We’ve all seen the standard graph of an app’s sales over time. A ramp up just after launch, a nice spike when all the marketing efforts pay off (maybe even with an Apple feature) and then a quick downslide into oblivion.
Once that initial marketing buzz is lost, how do you keep an app from sliding off the charts and into obscurity? How do you ensure that all that effort you put into executing on your idea isn’t just for a quick buck, but instead is the foundation for a product that you can build on for years?
One key is to stop thinking short-term and start building apps that last. And a huge part of that is providing top-notch customer support. Great support leads to loyal customers which leads to perpetual word of mouth. And that word of mouth leads to a steady stream of sales that can increase year over year.
But that doesn’t come easy. Everyone claims to be great at support, but we all know just from our own buying experiences that truly good support is far from the norm. There’s a huge difference between the claim and the reality. It takes a large commitment of time and energy to continually surprise and delight.
At Bombing Brain, we’re extremely proud of the level of support we provide to our customers. Our app reviews may not all be five-star, but a large number of our customers go out of their way to publicly express how happy they are that we are responsive and open to suggestions. When people tell strangers that you provide great support unprompted, then you know you’re doing something right.

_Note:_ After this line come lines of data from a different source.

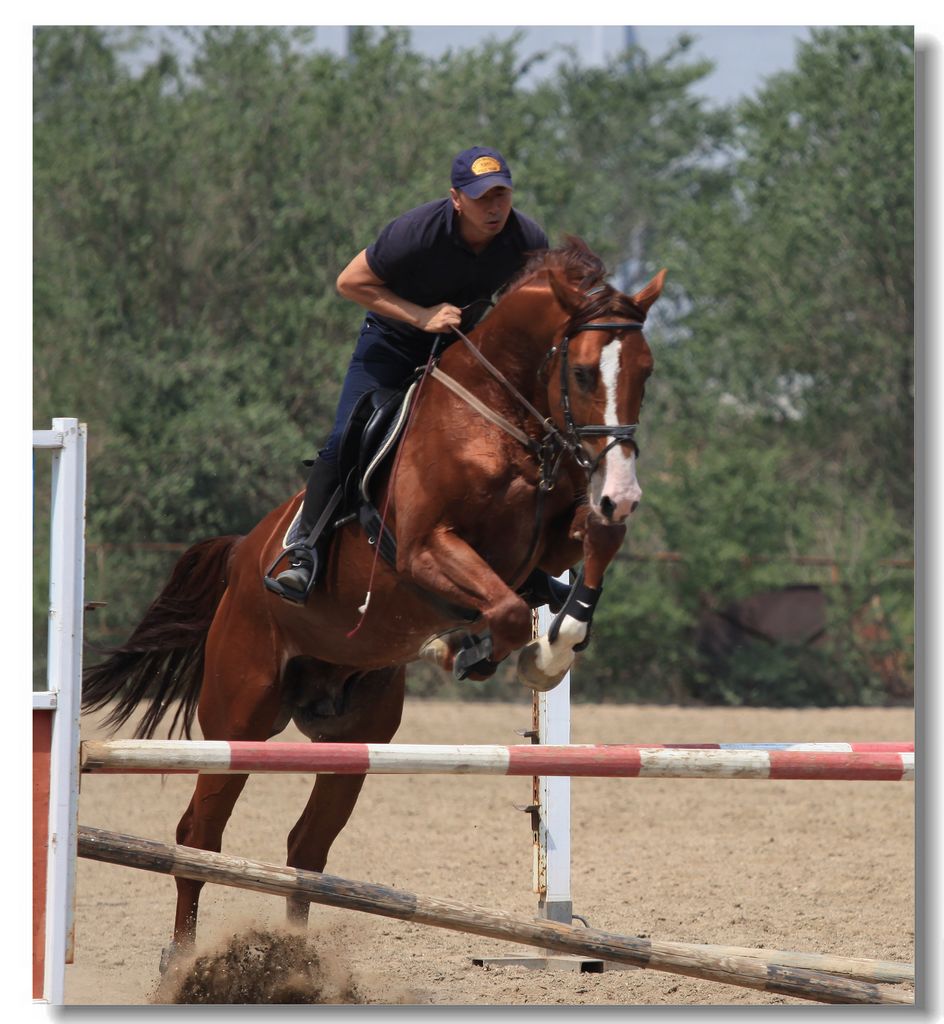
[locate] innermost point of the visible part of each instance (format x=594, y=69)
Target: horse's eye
x=586, y=378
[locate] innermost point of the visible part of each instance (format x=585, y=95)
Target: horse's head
x=596, y=381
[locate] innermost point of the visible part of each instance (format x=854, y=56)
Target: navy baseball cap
x=478, y=169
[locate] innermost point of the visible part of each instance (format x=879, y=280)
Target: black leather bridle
x=621, y=433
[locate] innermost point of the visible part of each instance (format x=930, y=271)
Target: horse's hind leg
x=379, y=704
x=240, y=699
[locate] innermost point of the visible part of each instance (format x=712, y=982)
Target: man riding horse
x=431, y=269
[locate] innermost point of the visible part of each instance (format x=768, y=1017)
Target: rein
x=568, y=441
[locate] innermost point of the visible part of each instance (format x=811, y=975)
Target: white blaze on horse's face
x=614, y=491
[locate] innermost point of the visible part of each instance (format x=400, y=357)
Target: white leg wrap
x=543, y=665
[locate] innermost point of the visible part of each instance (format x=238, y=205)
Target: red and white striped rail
x=797, y=761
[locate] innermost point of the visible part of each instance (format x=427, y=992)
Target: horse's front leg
x=544, y=663
x=444, y=563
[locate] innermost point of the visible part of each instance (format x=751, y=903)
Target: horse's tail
x=163, y=659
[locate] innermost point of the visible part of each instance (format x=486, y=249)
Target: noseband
x=621, y=433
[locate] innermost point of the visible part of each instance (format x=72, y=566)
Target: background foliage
x=190, y=217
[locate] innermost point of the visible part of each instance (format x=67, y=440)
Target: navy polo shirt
x=422, y=257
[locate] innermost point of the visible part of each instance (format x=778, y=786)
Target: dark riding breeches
x=376, y=363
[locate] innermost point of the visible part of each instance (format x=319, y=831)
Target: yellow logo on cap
x=485, y=165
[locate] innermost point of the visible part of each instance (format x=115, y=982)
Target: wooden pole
x=597, y=761
x=712, y=964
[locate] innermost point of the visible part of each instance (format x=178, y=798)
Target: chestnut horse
x=519, y=456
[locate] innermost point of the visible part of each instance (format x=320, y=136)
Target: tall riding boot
x=323, y=482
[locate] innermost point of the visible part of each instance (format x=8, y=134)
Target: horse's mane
x=575, y=264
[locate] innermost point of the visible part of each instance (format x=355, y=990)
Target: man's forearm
x=381, y=300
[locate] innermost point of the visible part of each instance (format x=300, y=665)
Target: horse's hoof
x=530, y=675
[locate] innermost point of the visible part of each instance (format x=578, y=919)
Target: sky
x=744, y=54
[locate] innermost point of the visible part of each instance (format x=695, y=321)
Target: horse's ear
x=651, y=292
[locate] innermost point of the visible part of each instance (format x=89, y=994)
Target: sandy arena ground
x=812, y=866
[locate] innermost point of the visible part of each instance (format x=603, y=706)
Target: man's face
x=486, y=215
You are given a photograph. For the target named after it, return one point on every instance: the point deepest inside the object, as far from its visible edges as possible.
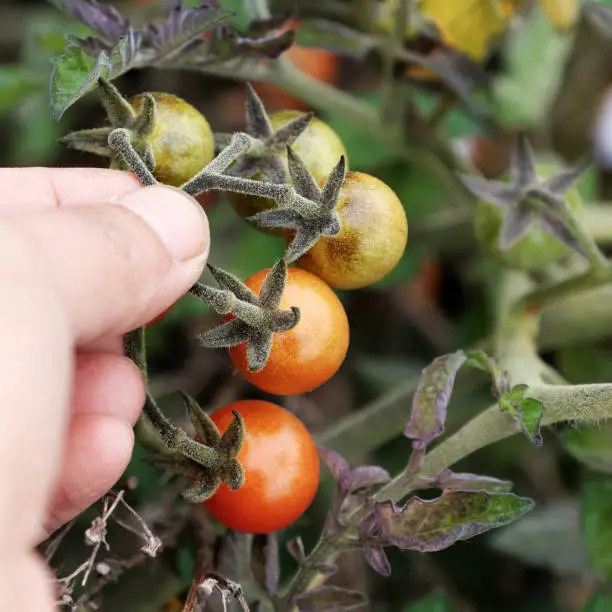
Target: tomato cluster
(290, 321)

Every app has bugs. Every company makes mistakes. It’s how you respond to those flaws that define your reputation. And that reputation is key to your long-term survival.
In this session, we’ll talk about what it takes to provide great support. Quick response times, efficient support workflow, social media strategies, adding new features when they make sense, and how to handle difficult customers.
Don’t sell one app to one customer. Sell hundreds of apps to all of her friends, family, and social media followers. Turn an angry, frustrated customer encountering a bug into a long- term advocate for your company just by treating him like a human being.
There’s far too much short-sighted thinking in the App Store ecosystem. It’s no wonder people are afraid to part with more than 99-cents when the norm is to abandon apps at 1.1. If you want to gain customer trust, you need to develop your reputation not only as a builder of great products, but as an organization that stands behind those products for years to come.